Accelerated photocatalytic degradation of tetracycline hydrochloride over CuAl2O4/g-C3N4 p-n heterojunctions under visible light irradiation

In current study, the CuAl2O4/g-C3N4 p-n heterojunctions were synthesized by a self-assembly route in isopropanol, in which a tight loading structure achieved by immobilizing the p-type CuAl2O4 nanoplates on the n-type g-C3N4 nanosheets was established and verified by morphological and microstructural observations. The catalytic activity of the resultant p-n heterojunctions was examined for the photodegradation of tetracycline hydrochloride (TCH) under illumination of visible light. The results indicate that the p-n heterojunctions containing 10 wt% CuAl2O4 (10 wt% CuAl2O4/g-C3N4) showed the maximum activity and high structural stability although after multiple cycles.
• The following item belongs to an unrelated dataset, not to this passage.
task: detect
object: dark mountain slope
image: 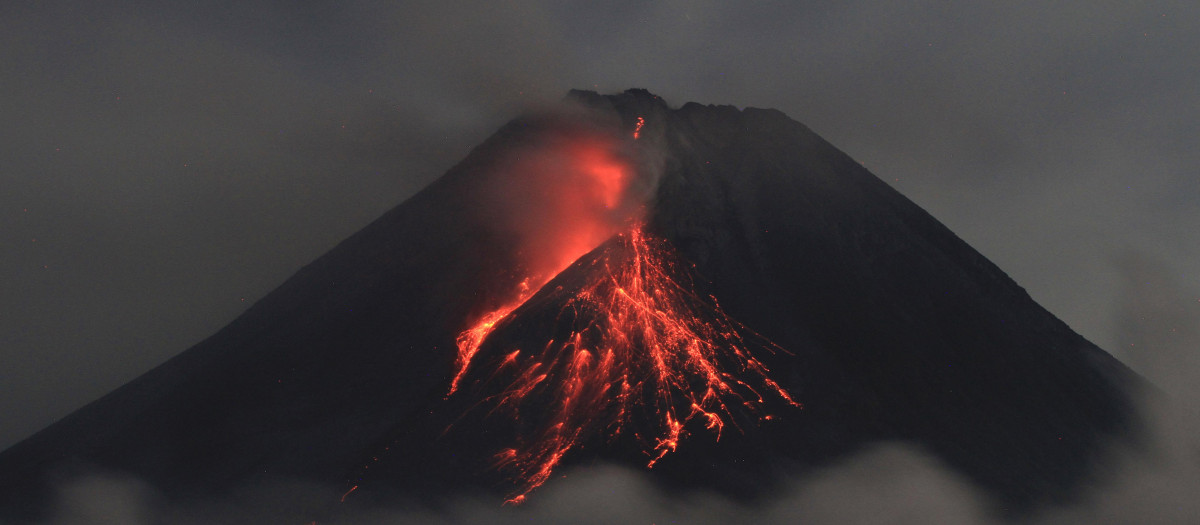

Photocatalytic experiments with the addition of trapping agents and spin-trapping electron paramagnetic resonance (EPR) analysis clearly revealed that the photocatalytic TCH degradation in these p-n heterojunctions mainly proceeds via superoxide radicals (radical dotO(2)(-)) and photogenerated holes (h(+)). The significant enhancement of photocatalytic activity is attributed to the construction of abundant p-n heterojunctions, which effectively accelerate the separation of charge pairs, and thereby improve the catalytic activity towards TCH photodegradation.

Automated summary

In this study, CuAl2O4/g-C3N4 p-n heterojunctions were synthesized through self-assembly, with the 10 wt% CuAl2O4/g-C3N4 showing the highest catalytic activity and structural stability for the photodegradation of tetracycline hydrochloride. The photocatalytic degradation mainly proceeds via superoxide radicals and photogenerated holes in these p-n heterojunctions.